Bariatric Surgery for Adolescents: 3 Year Follow-up Shows Good Results

For some of the 4.4 million American children and adolescents who are severely obese, bariatric surgery may be an option for weight reduction.

For some of the 4.4 million American children and adolescents who are severely obese, bariatric surgery may be an option for weight reduction.

It’s an alternative that clinicians and patients have been increasingly willing to use, and surgical volumes doubled between 2003 and 2009. However, few researchers have gathered data or come to conclusions about its safety or long-term results in the adolescent population.

The January 2016 issue of the New England Journal of Medicine includes a study that covers many issues in the adolescent bariatric surgery patient: weight loss, coexisting conditions, weight-related quality of life, micronutrient levels, and additional abdominal procedures.

This prospective study enrolled 242 adolescents with a mean age of 17 years undergoing Roux-en-Y gastric bypass (n=161) or sleeve gastrectomy (n=67) at five geographically distinct American hospitals. Participants’ average body mass index was 53. The researchers evaluated patients periodically through three years.

At three years following the procedure, participants’ BMIs had decreased by an average of 27%, with the average weight loss similar regardless of whether the patient underwent gastric bypass or sleeve gastrectomy.

Almost all patients (95%) who had active type 2 diabetes before surgery were in remission by the third year. In addition, 86% of patients with abnormal kidney function at baseline experienced remission after surgery.

The researchers also documented improvements in blood pressure in 74% of participants and remission of dyslipidemia in 66%. Patients reported significant improvements in quality of life.

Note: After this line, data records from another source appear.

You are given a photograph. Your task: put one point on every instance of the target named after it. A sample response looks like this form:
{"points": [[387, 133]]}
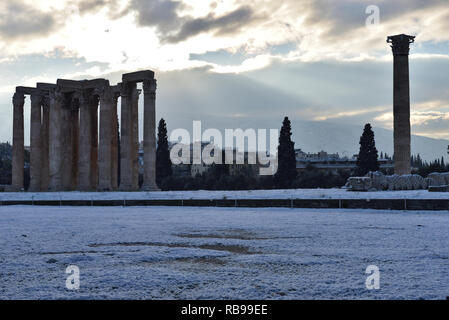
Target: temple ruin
{"points": [[67, 149], [400, 45]]}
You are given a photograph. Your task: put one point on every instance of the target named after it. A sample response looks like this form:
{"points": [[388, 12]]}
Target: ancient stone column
{"points": [[67, 143], [45, 143], [74, 123], [35, 143], [18, 142], [127, 143], [114, 149], [94, 142], [149, 135], [55, 141], [85, 140], [105, 151], [135, 137], [400, 45]]}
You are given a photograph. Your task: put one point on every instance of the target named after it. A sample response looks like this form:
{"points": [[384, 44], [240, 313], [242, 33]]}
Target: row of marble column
{"points": [[66, 151]]}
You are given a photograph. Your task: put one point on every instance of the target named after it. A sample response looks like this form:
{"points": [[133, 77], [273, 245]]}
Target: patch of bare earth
{"points": [[218, 247]]}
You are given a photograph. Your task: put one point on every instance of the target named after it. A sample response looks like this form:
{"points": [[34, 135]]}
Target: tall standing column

One interesting finding was a micronutrient deficiency — 57% of patients had developed hypoferritinemia at the three-year mark.

A total of 8% of the participants experienced major complications within 30 days of surgery. Also, 13% of participants had one or more additional intraabdominal procedures, with the majority of these surgeries performed in the second year after the primary surgery, indicating that these procedures are associated with some risks.